Edition: Weidenfeld & Nicolson, 1959
Review number: 206
Saul Bellow' famous novel is about a man who is a misfit. Henderson is a rich American, yet his behaviour still makes him unacceptable to society. He is a very large man physically, prone to rages and enthusiasms, who finds it difficult to know what constitutes an acceptable way to react to a stimulus. (His attempts to kill a cat accidentally left behind by some ex-tenants from a property he owns are an example of this.)
In what is basically an attempt to find himself, he travels to Africa, asking his guide to show him unusual, remote places and peoples. He meets two tribes, one of which he virtually destroys in an attempt to purify their main water supply of a plague of frogs which goes disastrously wrong. The major part of the book, though, is about the second tribe, where he befriends the king, Dahfu, and unknowingly becomes involved in a religious ritual to bring rain, the success of which leads to his acclamation as a Sungo, or Rain King. Dahfu enlists Henderson's help in his attempts to capture a particular lion alive - this lion is believed to contain the reincarnate spirit of the previous king, and Dahfu needs to capture it to make his hold on the throne secure. During the preparations for the lion hunt, Dahfu engages Henderson in philosophical conversation. This is what Bellow uses to work out and resolve Henderson's alienation, so these conversations are structurally the most important parts of the book.

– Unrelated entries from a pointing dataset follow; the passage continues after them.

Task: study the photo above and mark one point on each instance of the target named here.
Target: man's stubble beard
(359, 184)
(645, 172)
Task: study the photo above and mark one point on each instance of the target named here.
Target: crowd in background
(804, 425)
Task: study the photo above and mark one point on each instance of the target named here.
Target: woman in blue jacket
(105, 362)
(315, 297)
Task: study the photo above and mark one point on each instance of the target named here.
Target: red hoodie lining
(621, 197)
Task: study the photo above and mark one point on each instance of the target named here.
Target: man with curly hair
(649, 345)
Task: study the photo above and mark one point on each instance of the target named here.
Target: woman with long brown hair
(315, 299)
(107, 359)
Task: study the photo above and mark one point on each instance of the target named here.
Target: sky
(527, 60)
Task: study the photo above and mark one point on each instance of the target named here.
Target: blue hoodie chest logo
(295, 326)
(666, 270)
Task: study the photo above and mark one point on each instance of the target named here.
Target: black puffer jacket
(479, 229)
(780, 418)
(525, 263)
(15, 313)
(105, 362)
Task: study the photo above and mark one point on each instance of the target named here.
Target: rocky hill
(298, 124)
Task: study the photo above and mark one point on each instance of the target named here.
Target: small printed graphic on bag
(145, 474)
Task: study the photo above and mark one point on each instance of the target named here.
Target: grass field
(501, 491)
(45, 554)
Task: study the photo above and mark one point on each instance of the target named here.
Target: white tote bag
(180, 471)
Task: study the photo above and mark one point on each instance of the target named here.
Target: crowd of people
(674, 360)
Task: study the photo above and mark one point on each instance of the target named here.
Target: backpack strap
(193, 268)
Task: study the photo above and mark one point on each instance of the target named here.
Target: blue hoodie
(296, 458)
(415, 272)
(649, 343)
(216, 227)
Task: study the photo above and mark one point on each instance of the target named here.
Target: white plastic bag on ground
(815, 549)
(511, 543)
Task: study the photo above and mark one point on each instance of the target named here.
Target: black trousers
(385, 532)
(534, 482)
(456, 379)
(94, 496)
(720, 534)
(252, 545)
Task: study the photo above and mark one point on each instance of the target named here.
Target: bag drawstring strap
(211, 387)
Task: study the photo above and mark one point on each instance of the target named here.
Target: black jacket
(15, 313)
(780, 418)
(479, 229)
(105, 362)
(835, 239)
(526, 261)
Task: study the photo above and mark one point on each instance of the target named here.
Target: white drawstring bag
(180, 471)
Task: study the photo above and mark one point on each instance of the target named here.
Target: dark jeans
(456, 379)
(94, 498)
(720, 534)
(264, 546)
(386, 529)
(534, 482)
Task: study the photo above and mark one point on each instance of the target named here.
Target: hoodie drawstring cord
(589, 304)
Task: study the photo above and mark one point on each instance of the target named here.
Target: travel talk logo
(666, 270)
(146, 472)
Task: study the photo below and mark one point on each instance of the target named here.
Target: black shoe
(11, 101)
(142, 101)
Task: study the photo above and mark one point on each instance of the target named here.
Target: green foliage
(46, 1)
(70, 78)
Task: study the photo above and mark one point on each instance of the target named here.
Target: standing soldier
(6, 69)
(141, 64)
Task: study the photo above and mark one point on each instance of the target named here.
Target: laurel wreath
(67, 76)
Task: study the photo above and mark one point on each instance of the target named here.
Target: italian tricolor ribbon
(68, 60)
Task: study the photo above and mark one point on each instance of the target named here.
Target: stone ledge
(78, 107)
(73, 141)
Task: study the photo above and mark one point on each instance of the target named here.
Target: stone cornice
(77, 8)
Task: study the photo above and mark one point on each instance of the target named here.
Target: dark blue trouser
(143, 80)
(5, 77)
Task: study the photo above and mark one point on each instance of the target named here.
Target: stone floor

Henderson the Rain King is a book which grows on the reader slowly. At the beginning, I found Henderson so much of a misfit that I couldn't really understand him; after he arrived in Africa, I began to realise what it was that drove him to act in such anti-social ways. As I did so, I found him less dislikeable; to understand all is to forgive all. The characterisation of Henderson and his development is what has made this book a classic of twentieth century literature.